Wed Apr 17, 2013 3:00pm EDT

* Antitrust agency approves huge merger of appliance chains
    * Retailer to sell 74 stores under regulatory accord
    * Pão de Açúcar announces $1 bln investments in 2013


    By Leonardo Goy and Brad Haynes
    BRASILIA/SAO PAULO April 17 (Reuters) - Grupo Pão de Açúcar
SA, Brazil's biggest retailer, won regulatory
approval on Wednesday for its 2009 purchase of the Casas Bahia
and Ponto Frio appliance chains in exchange for selling less
than 8 percent of their store fronts.
    The retailer said in a securities filing that it will sell
74 stores generating about 3 percent of gross revenue for its
Viavarejo home appliance unit, formed by the acquisitions. But
it said it still expects to "capture all the cost savings of the
merger."
    Brazilian antitrust watchdog Cade approved the deal "with
restrictions" earlier on Wednesday, requiring Pão de Açúcar to
sell assets in 54 cities generating annual revenue of 900
million reais ($450 million). The retail group's net sales
revenue was 51 billion reais last year.
    The Cade approval will allow Pão de Açúcar to continue with
the final consolidation of the deal, but highlights regulators'
desire to show their teeth in defense of Brazil's growing
consumer class. 
    Shares of Pão de Açúcar fell 1.8 percent to 103.80 reais in
afternoon Sao Paulo trading and are down 2.2 percent this week,
on track for their biggest weekly loss in three months. 
    Pão de Açúcar also announced on Wednesday that shareholders
had approved plans to increase investments to 2.02 billion reais
in 2013. The retailer invested 1.58 billion reais last year, in
line with 2011 but below the 1.8 billion reais target it had set
for 2012.
    
    The company aims to boost investments by 80 percent over the
next three years, according to local media reports. The focus of
capital spending this year will be 100 new Minimercado Extra
supermarkets, executives have said, as it targets smaller cities
with less direct competition. 
    Convinced they can outperform in a cooling market, Brazil's
biggest retailers are stepping up investments in new stores this
year and could expand their floor space more than their sales,
according to industry estimates.
    Pão de Açúcar agreed to buy Ponto Frio in June 2009 and
Casas Bahia in December 2009, forming a retail giant via a
complex asset swap valued at about 4 billion reais.
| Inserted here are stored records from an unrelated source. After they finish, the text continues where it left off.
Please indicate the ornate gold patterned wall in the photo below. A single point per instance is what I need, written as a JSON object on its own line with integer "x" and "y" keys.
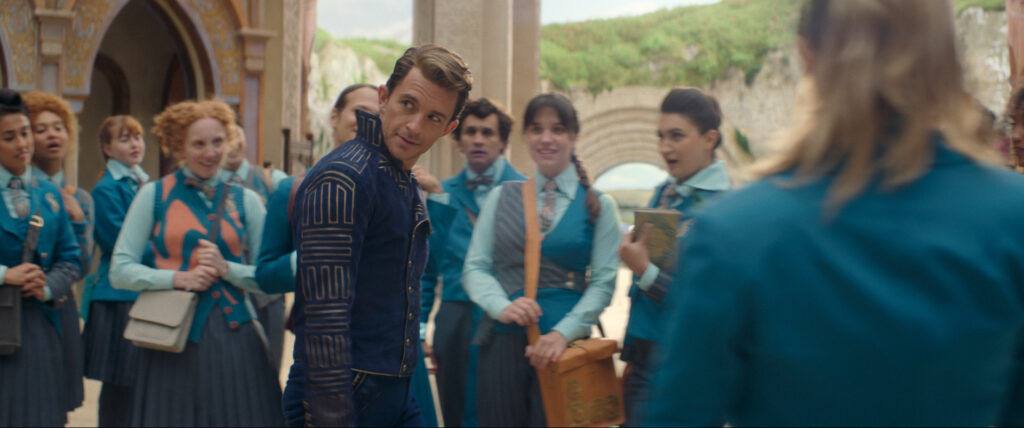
{"x": 83, "y": 40}
{"x": 19, "y": 33}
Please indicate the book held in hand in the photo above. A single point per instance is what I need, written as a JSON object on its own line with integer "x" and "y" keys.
{"x": 663, "y": 239}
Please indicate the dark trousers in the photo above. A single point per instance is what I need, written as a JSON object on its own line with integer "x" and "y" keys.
{"x": 271, "y": 317}
{"x": 453, "y": 333}
{"x": 115, "y": 405}
{"x": 380, "y": 400}
{"x": 637, "y": 380}
{"x": 509, "y": 394}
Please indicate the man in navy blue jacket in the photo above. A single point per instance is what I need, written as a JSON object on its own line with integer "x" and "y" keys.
{"x": 360, "y": 228}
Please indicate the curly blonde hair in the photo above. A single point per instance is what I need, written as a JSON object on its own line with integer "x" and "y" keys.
{"x": 39, "y": 101}
{"x": 171, "y": 125}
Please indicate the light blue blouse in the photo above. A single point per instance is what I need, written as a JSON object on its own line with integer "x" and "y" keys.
{"x": 275, "y": 175}
{"x": 483, "y": 289}
{"x": 128, "y": 273}
{"x": 119, "y": 170}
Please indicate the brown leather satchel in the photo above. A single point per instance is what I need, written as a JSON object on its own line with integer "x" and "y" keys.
{"x": 582, "y": 388}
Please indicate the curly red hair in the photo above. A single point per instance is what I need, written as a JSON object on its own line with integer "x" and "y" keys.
{"x": 39, "y": 101}
{"x": 172, "y": 124}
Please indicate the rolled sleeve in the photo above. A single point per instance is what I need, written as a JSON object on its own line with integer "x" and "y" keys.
{"x": 127, "y": 271}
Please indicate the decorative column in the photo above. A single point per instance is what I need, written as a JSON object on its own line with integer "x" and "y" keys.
{"x": 52, "y": 25}
{"x": 251, "y": 105}
{"x": 482, "y": 33}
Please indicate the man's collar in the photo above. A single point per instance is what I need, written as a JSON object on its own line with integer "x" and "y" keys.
{"x": 369, "y": 128}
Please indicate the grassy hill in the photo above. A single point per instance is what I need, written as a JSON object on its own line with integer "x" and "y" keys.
{"x": 691, "y": 45}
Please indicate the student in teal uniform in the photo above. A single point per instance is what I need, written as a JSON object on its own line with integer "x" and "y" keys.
{"x": 55, "y": 130}
{"x": 269, "y": 307}
{"x": 581, "y": 233}
{"x": 224, "y": 376}
{"x": 109, "y": 357}
{"x": 33, "y": 383}
{"x": 482, "y": 136}
{"x": 688, "y": 133}
{"x": 873, "y": 275}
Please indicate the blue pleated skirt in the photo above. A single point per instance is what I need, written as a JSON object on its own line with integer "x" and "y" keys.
{"x": 224, "y": 380}
{"x": 32, "y": 384}
{"x": 71, "y": 340}
{"x": 109, "y": 356}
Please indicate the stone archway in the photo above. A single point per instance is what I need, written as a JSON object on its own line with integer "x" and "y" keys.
{"x": 143, "y": 48}
{"x": 619, "y": 127}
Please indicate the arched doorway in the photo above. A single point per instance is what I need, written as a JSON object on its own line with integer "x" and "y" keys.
{"x": 143, "y": 63}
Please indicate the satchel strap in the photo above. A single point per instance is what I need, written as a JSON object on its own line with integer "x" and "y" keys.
{"x": 32, "y": 237}
{"x": 531, "y": 259}
{"x": 221, "y": 197}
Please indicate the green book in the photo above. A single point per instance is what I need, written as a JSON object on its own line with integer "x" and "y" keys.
{"x": 663, "y": 239}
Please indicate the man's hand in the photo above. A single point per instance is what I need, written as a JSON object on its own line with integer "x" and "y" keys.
{"x": 71, "y": 204}
{"x": 197, "y": 279}
{"x": 35, "y": 289}
{"x": 25, "y": 274}
{"x": 428, "y": 351}
{"x": 547, "y": 349}
{"x": 634, "y": 254}
{"x": 522, "y": 311}
{"x": 209, "y": 255}
{"x": 428, "y": 182}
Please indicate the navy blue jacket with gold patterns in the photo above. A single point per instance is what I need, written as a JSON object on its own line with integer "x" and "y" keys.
{"x": 360, "y": 228}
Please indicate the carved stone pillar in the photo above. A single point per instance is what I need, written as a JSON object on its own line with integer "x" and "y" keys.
{"x": 484, "y": 33}
{"x": 251, "y": 104}
{"x": 52, "y": 25}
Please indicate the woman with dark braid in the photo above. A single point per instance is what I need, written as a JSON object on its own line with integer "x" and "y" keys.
{"x": 34, "y": 384}
{"x": 580, "y": 232}
{"x": 687, "y": 133}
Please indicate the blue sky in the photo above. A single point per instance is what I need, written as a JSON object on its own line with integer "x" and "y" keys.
{"x": 392, "y": 19}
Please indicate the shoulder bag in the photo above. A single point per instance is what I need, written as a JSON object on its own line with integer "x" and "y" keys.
{"x": 161, "y": 319}
{"x": 582, "y": 388}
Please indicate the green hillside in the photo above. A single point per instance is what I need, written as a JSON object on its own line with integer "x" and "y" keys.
{"x": 692, "y": 45}
{"x": 685, "y": 45}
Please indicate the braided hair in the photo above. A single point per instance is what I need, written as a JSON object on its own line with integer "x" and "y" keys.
{"x": 567, "y": 115}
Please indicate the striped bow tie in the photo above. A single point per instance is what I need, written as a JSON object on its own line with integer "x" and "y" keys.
{"x": 480, "y": 180}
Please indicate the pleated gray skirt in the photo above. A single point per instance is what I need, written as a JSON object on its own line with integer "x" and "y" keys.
{"x": 71, "y": 340}
{"x": 32, "y": 384}
{"x": 224, "y": 380}
{"x": 109, "y": 356}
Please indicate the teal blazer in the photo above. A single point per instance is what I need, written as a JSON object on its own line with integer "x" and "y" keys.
{"x": 273, "y": 266}
{"x": 57, "y": 252}
{"x": 905, "y": 307}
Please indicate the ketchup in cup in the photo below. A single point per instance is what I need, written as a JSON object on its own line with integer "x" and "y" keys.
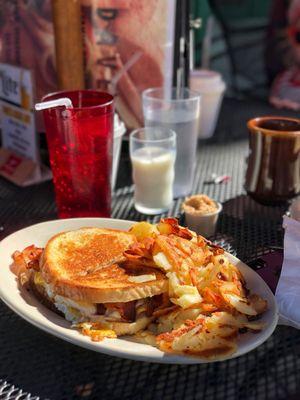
{"x": 80, "y": 147}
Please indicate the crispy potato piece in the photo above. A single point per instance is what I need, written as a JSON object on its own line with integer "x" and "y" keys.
{"x": 143, "y": 230}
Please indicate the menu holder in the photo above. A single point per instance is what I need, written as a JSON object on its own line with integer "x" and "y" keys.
{"x": 19, "y": 155}
{"x": 22, "y": 171}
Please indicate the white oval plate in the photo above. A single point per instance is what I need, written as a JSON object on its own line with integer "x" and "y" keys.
{"x": 28, "y": 307}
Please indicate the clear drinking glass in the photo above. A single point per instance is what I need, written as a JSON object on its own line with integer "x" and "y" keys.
{"x": 152, "y": 154}
{"x": 181, "y": 114}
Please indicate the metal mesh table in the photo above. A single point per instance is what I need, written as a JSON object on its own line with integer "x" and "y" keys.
{"x": 46, "y": 367}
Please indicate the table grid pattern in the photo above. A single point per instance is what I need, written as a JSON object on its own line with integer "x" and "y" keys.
{"x": 49, "y": 368}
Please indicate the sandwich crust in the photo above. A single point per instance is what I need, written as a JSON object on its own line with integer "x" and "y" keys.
{"x": 84, "y": 265}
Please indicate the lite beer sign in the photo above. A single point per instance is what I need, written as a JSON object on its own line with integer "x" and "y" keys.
{"x": 19, "y": 158}
{"x": 16, "y": 86}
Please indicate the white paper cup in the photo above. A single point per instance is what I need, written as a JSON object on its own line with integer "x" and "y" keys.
{"x": 119, "y": 131}
{"x": 203, "y": 224}
{"x": 211, "y": 87}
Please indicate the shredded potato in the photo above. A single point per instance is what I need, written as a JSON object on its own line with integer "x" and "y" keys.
{"x": 213, "y": 303}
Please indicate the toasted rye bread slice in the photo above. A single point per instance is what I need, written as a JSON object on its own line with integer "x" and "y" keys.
{"x": 83, "y": 265}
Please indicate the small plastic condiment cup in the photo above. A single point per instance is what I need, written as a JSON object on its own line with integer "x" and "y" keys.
{"x": 202, "y": 223}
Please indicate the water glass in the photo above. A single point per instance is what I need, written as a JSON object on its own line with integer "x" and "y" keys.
{"x": 180, "y": 113}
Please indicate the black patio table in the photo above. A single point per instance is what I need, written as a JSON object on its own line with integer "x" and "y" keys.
{"x": 36, "y": 365}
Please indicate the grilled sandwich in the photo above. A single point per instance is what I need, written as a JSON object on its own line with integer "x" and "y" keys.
{"x": 84, "y": 275}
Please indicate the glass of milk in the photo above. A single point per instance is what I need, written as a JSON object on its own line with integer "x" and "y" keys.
{"x": 181, "y": 113}
{"x": 152, "y": 154}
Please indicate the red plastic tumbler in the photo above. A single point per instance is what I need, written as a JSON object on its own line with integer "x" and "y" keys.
{"x": 80, "y": 143}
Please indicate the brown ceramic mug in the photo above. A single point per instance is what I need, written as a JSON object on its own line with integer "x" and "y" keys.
{"x": 273, "y": 170}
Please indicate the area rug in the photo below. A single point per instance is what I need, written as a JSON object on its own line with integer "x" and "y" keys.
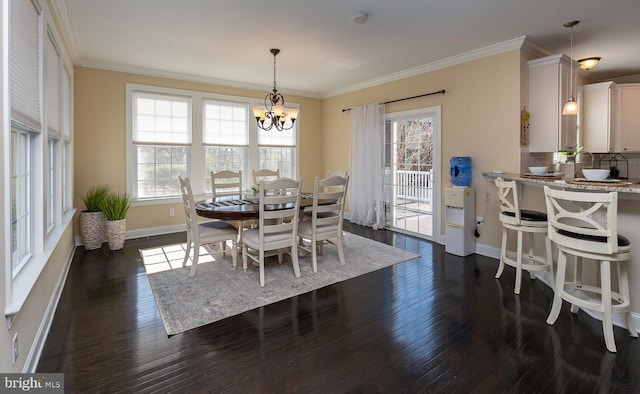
{"x": 218, "y": 290}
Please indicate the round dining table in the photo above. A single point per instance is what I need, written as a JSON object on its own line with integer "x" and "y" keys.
{"x": 240, "y": 209}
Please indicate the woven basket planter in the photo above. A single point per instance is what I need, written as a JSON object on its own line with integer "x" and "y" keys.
{"x": 115, "y": 233}
{"x": 92, "y": 229}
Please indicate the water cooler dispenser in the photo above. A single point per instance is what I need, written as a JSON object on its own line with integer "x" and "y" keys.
{"x": 460, "y": 220}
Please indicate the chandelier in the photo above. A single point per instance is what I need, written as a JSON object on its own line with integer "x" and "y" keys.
{"x": 273, "y": 114}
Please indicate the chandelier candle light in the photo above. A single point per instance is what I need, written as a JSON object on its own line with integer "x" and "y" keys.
{"x": 273, "y": 114}
{"x": 571, "y": 106}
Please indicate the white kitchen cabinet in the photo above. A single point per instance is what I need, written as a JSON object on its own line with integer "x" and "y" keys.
{"x": 628, "y": 117}
{"x": 599, "y": 117}
{"x": 549, "y": 80}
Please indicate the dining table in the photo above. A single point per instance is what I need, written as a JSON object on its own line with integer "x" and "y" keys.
{"x": 241, "y": 208}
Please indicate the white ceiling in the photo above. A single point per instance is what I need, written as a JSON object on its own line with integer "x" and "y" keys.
{"x": 323, "y": 52}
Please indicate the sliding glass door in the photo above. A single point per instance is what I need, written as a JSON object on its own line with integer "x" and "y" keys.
{"x": 412, "y": 172}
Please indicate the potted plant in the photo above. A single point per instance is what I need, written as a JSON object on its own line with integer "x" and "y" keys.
{"x": 92, "y": 220}
{"x": 115, "y": 207}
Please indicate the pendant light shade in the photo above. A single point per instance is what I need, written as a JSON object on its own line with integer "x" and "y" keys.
{"x": 571, "y": 106}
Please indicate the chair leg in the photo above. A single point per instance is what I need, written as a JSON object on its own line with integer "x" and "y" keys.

The
resulting Viavarejo numbers about 1,000 of Grupo Pão de Açúcar's
more than 1,600 stores.
    Cade ruled in 2010 that Pão de Açúcar would have to keep the
brands, stores and management of the Casas Bahia and Ponto Frio
chains separate until the agency's final ruling. 
    French group Casino took control of Pão de Açúcar 
from its founding family in June 2012.